Mr. Speaker, I am requesting an emergency debate on the economic impact on all of Canada caused by the cancellation of Teck Frontier.
It is an economic crisis for Canada, because energy is the biggest private sector investor in the economy and creates jobs in every province. However, nearly $200 billion in oil and gas projects have been cancelled or stalled, and 200,000 Canadian oil and gas workers have lost their jobs in the last five years. Every oil sands job creates five other indirect and induced jobs in other sectors in other provinces. Canada has the third-largest oil reserves in the world; 97.3% of which is in the oil sands.
Teck's cancellation is the 11th major multi-billion-dollar oil and gas project to be withdrawn, and Teck is the latest in a list of 18 companies that have cancelled or frozen their Canadian energy assets in the same time frame.
This flight of capital from Canada's energy sector represents a bigger loss of investment and jobs than at any comparable time frame in more than seven decades. It is the equivalent of losing both the automotive and aerospace sectors in Canada, which I am confident would rightly be considered a national economic catastrophe and a severe crisis by every member of every party in this House of Commons.
The cancellation of Teck Frontier will cost Alberta 10,000 badly needed jobs and $20 billion in investment. It will cost 14 indigenous communities, all locally impacted and all supportive, their agreements with financial, education and skills training opportunities.
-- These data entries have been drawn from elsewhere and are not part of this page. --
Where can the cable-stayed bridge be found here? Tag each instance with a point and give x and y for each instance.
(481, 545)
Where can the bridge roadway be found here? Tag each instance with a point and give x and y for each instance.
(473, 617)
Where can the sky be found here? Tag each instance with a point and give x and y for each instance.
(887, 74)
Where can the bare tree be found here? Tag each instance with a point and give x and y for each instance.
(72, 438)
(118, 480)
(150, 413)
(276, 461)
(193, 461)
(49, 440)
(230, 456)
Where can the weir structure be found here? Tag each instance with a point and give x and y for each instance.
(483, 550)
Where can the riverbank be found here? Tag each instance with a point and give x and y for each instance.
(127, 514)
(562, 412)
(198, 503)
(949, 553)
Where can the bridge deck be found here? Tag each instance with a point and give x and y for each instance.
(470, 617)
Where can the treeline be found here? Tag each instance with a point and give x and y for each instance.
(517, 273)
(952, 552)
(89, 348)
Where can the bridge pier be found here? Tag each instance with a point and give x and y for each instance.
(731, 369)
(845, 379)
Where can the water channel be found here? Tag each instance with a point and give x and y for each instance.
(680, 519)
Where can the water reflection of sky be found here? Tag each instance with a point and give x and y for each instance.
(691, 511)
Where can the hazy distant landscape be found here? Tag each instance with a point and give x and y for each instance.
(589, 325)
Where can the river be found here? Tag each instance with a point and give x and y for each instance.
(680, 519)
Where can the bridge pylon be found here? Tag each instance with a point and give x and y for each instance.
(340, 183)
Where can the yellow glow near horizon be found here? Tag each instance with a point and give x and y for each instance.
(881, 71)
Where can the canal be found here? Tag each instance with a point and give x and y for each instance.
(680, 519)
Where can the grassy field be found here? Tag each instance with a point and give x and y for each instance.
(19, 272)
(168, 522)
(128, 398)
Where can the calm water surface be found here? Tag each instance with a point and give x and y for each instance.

It will eliminate the potential of $70 billion in revenue to all levels of government, municipal, provincial and federal.
Its cancellation represents a crisis of investor confidence in the fairness, predictability, independence, and certainty of Canada's regulatory system, policy framework, and the economy overall. Teck invested $1 billion while meeting every requirement during eight years of a rigorous multi-jurisdictional review, and even recently took the unprecedented step of self-imposing a goal to be net zero by 2050, far beyond the already world-leading standards of Canada.
Seven months ago, Teck Frontier was recommended by the independent expert joint panel to be in the public interest of Canada, based on its science, evidence, technical, environmental and economic merits, but within a week of the final political decision, media reported that Teck board members concluded that public safety concerns and political risk in Canada made it impossible to continue to pursue the Frontier project.
Already this week, economists and commentators are wondering and warning whether any major energy projects can be proposed or built in Canada.
A painful truth is that it also represents an escalating national unity crisis from the perspective of western Canadians, who see political double standards for oil and gas compared to other sectors and other provinces.
All these factors combined present a national emergency that ought to seize the attention of every member of the House of Commons. An emergency debate is the bare minimum.
Previously, emergency debates were granted when Kinder Morgan announced its withdrawal from the Trans Mountain expansion and when General Motors announced the closure of their automobile assembly plant in Oshawa. Every member here agreed those were emergencies that deserved debate in Parliament, and it happens to be the case that Teck Frontier is larger, both in investment and in jobs.
For these reasons I request again, and thank you in advance for, your consideration for this important emergency debate.